Algunas veces me entra esa angustia de querer saber qué pasa allá fuera, cómo son los demás, qué otros paisajes pueden existir. Casi nunca salgo a buscarlos, porque no sé qué caminos hay que seguir para llegar hasta ellos. Todos los caminos de mi burbuja me devuelven a mi burbuja, todas las personas que soy capaz de conocer son muy semejantes a las que ya conocía, todos los paisajes que me decido a visitar son una copia con muy ligeras variantes de los paisajes que ya he visitado. Mi burbuja es un laberinto sin salida. O un universo sin más allá.
Pero afortunadamente están los libros que calman un poco mi sed. En los libros puedes encontrar testimonios de otros mundos, de otras burbujas, descripciones de otros paisajes. Pero pasa con los libros lo que con los caminos de mi laberinto, también los decido yo: al final siempre elijo los mismos autores, que me cuentan las mismas historias, y en muy escasas ocasiones me confirman esta sospecha de que mi burbuja no sea Todo el universo.
Ah, pero pasa que alguna vez, sin saber cómo has llegado hasta allí, te encuentras fuera, y cuando pasa ocurre algo terrible. Mi burbuja crece, digiere el nuevo conocimiento, lo incorpora a su universo y al poco, transcurrido un breve, siempre tan breve, periodo de adaptación, ya forma parte de ella. El instante ha sido maravilloso, una estrella fugaz que ha penetrado en nuestra atmósfera y que ha ardido en la noche, una fiesta de movimiento y luz en medio del paisaje fijo que termina por fijarse como referencia más o menos luminosa junto a las otras.
Después, otra vez a lo mismo. A esperar a que algo pase observando el cielo, ¿qué habrá más allá? Esperar es mi sino, porque no soy un hombre de acción. Vivo en mi burbuja porque no tengo impulso ni razones para salir de ella, la curiosidad no me mueve. Pero me producen placer las novedades, las rarezas: soy un espectador, no un actor. La acción me provoca hastío; la observación, en cambio, me alimenta, me crece.
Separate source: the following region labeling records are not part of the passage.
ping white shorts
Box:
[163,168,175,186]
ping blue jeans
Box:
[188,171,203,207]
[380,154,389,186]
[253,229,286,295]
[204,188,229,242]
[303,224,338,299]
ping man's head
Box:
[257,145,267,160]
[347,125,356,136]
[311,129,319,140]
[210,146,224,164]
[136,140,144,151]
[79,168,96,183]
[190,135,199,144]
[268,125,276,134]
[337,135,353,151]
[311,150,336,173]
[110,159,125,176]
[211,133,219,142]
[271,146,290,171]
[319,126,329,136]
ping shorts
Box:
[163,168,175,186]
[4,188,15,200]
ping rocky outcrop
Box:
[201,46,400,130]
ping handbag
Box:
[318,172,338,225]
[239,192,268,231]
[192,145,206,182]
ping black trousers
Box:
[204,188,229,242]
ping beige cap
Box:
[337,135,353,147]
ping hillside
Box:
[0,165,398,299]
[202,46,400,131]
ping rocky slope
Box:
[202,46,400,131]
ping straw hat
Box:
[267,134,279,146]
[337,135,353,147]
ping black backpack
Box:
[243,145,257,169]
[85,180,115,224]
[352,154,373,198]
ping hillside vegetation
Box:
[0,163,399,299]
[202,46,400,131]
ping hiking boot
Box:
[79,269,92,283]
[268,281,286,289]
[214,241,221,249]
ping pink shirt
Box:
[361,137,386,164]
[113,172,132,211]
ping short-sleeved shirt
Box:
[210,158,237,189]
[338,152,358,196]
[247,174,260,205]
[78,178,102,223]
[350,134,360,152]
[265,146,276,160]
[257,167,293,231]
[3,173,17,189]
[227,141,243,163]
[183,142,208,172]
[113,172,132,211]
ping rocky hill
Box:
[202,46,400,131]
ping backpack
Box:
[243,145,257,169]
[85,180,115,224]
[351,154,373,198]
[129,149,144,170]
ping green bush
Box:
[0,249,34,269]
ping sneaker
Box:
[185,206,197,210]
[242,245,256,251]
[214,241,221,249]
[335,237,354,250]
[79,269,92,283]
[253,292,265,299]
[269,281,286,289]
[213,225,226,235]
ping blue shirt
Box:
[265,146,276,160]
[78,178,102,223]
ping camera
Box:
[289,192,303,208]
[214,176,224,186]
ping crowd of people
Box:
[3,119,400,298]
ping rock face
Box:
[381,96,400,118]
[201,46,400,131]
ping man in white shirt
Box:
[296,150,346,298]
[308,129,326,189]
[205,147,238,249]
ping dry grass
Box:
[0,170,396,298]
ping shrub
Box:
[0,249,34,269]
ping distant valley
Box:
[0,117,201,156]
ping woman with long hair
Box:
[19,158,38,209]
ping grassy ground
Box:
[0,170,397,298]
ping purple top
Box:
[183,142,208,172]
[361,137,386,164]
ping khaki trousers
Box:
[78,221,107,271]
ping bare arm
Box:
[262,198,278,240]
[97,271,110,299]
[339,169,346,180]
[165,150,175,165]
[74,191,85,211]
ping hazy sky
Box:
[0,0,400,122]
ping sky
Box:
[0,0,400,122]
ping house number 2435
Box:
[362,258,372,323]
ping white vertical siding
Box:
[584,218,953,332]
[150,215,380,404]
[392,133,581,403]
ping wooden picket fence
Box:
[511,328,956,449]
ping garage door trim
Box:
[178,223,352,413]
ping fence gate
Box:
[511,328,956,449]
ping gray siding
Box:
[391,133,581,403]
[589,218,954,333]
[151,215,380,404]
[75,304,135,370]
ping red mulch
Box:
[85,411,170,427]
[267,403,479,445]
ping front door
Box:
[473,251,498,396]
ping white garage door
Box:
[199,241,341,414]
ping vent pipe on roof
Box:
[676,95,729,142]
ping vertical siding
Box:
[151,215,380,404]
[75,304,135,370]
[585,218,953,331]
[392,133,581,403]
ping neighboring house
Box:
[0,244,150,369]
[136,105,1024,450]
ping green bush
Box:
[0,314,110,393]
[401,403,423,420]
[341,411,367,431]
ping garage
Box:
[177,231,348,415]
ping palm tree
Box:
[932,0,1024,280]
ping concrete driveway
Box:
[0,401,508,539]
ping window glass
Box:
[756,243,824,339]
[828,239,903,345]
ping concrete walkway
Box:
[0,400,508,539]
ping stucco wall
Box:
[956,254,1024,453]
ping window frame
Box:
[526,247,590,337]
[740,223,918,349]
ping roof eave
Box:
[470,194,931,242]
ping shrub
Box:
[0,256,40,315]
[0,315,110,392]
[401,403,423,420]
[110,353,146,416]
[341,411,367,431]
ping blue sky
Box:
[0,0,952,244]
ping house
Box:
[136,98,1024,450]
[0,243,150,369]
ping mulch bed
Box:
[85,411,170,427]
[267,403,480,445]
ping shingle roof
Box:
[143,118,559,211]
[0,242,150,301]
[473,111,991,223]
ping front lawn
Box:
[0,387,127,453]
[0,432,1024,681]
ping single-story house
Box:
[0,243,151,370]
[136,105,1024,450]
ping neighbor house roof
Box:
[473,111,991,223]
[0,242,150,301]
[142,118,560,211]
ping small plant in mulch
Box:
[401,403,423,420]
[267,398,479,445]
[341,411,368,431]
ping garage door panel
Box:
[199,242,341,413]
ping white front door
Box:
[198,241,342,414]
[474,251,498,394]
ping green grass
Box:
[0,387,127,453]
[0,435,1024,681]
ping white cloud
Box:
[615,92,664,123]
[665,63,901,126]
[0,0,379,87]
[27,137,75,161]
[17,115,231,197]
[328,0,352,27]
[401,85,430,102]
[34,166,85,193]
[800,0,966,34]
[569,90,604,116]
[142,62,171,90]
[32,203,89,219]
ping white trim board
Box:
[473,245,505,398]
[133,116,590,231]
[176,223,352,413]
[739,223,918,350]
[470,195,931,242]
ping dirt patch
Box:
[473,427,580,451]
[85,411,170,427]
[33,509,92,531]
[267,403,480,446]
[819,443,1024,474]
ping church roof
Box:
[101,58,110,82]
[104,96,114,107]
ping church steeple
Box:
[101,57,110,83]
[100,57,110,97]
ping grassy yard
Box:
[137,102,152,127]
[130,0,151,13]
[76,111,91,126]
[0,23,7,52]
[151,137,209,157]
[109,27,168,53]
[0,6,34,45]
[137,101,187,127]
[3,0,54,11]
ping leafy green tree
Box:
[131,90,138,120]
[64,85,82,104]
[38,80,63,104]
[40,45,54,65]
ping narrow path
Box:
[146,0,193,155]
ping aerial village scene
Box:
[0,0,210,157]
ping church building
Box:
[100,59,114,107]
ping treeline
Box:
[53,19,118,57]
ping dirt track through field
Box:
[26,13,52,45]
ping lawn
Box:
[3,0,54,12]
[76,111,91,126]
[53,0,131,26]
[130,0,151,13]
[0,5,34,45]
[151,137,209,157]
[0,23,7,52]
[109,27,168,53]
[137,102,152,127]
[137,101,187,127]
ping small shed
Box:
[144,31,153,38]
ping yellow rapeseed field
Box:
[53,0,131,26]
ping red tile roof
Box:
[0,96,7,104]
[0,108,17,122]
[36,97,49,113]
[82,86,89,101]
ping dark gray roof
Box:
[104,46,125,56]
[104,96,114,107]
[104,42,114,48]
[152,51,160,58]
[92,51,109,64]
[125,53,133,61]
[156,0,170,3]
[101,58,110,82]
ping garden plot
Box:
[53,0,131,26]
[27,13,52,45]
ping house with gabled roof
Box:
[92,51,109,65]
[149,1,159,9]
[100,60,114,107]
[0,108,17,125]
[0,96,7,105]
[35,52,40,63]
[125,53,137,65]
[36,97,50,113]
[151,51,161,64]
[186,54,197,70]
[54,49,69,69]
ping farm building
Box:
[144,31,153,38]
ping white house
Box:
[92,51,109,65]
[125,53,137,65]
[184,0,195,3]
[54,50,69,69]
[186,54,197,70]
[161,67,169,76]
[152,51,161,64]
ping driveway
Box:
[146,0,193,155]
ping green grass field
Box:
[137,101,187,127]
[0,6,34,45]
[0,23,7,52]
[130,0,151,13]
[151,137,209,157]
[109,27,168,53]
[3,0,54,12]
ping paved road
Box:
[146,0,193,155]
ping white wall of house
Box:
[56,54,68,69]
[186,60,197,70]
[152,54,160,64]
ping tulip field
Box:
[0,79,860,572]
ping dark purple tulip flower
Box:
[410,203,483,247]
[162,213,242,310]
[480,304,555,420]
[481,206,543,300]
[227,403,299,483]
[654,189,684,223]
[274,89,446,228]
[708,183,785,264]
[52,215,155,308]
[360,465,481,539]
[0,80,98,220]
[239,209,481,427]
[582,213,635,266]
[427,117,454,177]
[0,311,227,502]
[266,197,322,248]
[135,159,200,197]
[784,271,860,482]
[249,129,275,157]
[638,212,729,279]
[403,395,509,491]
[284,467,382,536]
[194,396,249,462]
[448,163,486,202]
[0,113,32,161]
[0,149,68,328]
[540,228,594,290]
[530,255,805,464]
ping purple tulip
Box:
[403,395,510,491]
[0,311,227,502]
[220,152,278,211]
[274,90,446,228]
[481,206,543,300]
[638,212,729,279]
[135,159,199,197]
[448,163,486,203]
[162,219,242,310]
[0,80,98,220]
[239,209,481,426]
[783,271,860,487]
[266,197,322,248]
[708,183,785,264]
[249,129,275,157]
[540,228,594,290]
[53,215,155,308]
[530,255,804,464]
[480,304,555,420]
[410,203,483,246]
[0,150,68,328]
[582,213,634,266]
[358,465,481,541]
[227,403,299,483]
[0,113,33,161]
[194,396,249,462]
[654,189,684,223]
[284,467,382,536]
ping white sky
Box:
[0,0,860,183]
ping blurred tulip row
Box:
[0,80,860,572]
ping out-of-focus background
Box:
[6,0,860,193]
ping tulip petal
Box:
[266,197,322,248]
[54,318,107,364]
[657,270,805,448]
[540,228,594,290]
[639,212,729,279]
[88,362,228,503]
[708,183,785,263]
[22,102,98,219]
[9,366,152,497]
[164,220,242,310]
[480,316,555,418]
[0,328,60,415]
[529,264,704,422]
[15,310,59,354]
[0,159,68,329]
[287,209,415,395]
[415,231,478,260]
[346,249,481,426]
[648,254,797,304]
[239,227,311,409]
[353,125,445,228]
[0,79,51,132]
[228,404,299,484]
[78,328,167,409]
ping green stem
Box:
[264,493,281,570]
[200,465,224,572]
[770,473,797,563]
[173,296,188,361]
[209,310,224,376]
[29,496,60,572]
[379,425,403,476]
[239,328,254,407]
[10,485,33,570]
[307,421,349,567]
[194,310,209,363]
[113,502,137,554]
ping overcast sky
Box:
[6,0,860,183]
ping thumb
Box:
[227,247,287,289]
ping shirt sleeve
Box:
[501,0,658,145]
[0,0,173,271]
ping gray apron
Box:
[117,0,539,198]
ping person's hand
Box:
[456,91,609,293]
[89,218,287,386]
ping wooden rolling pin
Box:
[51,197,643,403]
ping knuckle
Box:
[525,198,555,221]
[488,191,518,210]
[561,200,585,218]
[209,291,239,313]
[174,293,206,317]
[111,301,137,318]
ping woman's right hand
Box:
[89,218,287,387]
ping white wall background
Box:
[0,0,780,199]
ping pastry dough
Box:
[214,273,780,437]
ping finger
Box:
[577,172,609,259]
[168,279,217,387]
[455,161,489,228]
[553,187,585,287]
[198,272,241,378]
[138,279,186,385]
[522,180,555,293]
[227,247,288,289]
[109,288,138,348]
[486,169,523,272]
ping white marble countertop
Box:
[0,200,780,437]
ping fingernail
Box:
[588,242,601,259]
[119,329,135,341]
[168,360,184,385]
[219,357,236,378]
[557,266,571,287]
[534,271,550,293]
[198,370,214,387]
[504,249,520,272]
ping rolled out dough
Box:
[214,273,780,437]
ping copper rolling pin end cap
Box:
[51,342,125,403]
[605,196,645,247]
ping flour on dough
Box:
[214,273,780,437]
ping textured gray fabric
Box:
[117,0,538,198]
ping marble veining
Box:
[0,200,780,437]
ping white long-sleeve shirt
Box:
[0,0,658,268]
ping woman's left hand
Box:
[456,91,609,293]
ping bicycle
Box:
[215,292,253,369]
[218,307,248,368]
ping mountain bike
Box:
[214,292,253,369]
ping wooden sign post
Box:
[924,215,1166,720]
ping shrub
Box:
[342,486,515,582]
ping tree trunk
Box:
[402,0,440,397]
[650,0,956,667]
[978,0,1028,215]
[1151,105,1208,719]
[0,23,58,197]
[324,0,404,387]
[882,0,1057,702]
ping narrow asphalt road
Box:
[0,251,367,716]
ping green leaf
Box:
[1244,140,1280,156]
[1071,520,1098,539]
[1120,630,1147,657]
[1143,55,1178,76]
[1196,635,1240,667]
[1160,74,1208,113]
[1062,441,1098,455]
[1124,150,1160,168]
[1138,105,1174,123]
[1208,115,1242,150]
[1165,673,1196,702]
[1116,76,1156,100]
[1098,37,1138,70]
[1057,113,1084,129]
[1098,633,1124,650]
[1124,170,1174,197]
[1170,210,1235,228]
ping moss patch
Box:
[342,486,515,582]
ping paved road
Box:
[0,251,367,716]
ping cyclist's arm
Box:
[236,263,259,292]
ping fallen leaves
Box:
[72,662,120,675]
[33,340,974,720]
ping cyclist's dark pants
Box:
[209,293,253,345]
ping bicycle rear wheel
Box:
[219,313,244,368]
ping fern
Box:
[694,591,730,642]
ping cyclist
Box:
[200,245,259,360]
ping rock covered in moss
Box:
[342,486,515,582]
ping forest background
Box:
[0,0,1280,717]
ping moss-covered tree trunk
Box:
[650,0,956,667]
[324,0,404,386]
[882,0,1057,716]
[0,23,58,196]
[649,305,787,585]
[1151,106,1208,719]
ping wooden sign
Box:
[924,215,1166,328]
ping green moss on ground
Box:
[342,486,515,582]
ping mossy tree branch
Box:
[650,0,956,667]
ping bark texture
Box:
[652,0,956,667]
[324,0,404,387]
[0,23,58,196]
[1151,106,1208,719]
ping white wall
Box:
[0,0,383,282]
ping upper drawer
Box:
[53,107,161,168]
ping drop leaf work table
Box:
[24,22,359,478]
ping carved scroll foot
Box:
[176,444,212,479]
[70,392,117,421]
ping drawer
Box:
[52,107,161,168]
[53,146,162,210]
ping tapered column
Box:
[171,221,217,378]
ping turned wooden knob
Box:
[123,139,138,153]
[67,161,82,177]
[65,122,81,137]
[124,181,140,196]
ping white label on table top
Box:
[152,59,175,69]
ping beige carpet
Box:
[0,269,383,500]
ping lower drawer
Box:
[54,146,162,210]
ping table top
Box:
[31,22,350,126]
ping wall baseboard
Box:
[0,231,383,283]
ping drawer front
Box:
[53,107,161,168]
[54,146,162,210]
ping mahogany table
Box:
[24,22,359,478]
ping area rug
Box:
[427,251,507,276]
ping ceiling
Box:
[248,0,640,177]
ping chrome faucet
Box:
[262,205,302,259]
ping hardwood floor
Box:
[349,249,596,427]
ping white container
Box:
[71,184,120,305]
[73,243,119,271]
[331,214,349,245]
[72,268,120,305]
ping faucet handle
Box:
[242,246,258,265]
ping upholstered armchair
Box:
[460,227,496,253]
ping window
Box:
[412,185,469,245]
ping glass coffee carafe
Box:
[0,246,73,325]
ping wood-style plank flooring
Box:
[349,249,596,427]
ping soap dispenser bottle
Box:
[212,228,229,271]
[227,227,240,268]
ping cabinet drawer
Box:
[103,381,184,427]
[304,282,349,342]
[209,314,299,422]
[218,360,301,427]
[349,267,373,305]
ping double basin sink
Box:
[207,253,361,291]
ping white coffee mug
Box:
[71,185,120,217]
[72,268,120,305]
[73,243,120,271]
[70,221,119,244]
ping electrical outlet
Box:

Pero también pasa que no me gusta lo que veo. Que me siento desprotegido fuera de mi burbuja de cotidianeidad. Que tengo frío y siento miedo. Que todo es demasiado extraño y por extraño, peligroso. Ojos que me observan desde la oscuridad. No acierto a dar un paso más allá, a separarme demasiado del umbral salvador que me devuelve a la seguridad de lo conocido, de lo aburridamente conocido, pero esperado, preciso, seguro en ese sentido. Es cuando necesito una mano que tire de mí, que me arrebate a mi miedo. Es el momento del valor, de la decisión de saltar fuera para siempre o quedarme aquí. El momento de las dudas, los por qués, para qués, qué sentido tiene ir más allá si aquí lo tengo todo. Ese embriagador momento que algunos no soportamos y al que otros, ¿será cierto?, tienen adicción. ¿Los envidio? Desde dentro sí, desde la plácida seguridad de mi cama y mi lamparilla con el lápiz cerca para subrayar, los envidio hasta la angustia. La mano salvadora, la mano que no tiró de mí. La mano que me empujó, compasiva, dentro de nuevo y se alejó en el silencio y la oscuridad para siempre. Tu mano.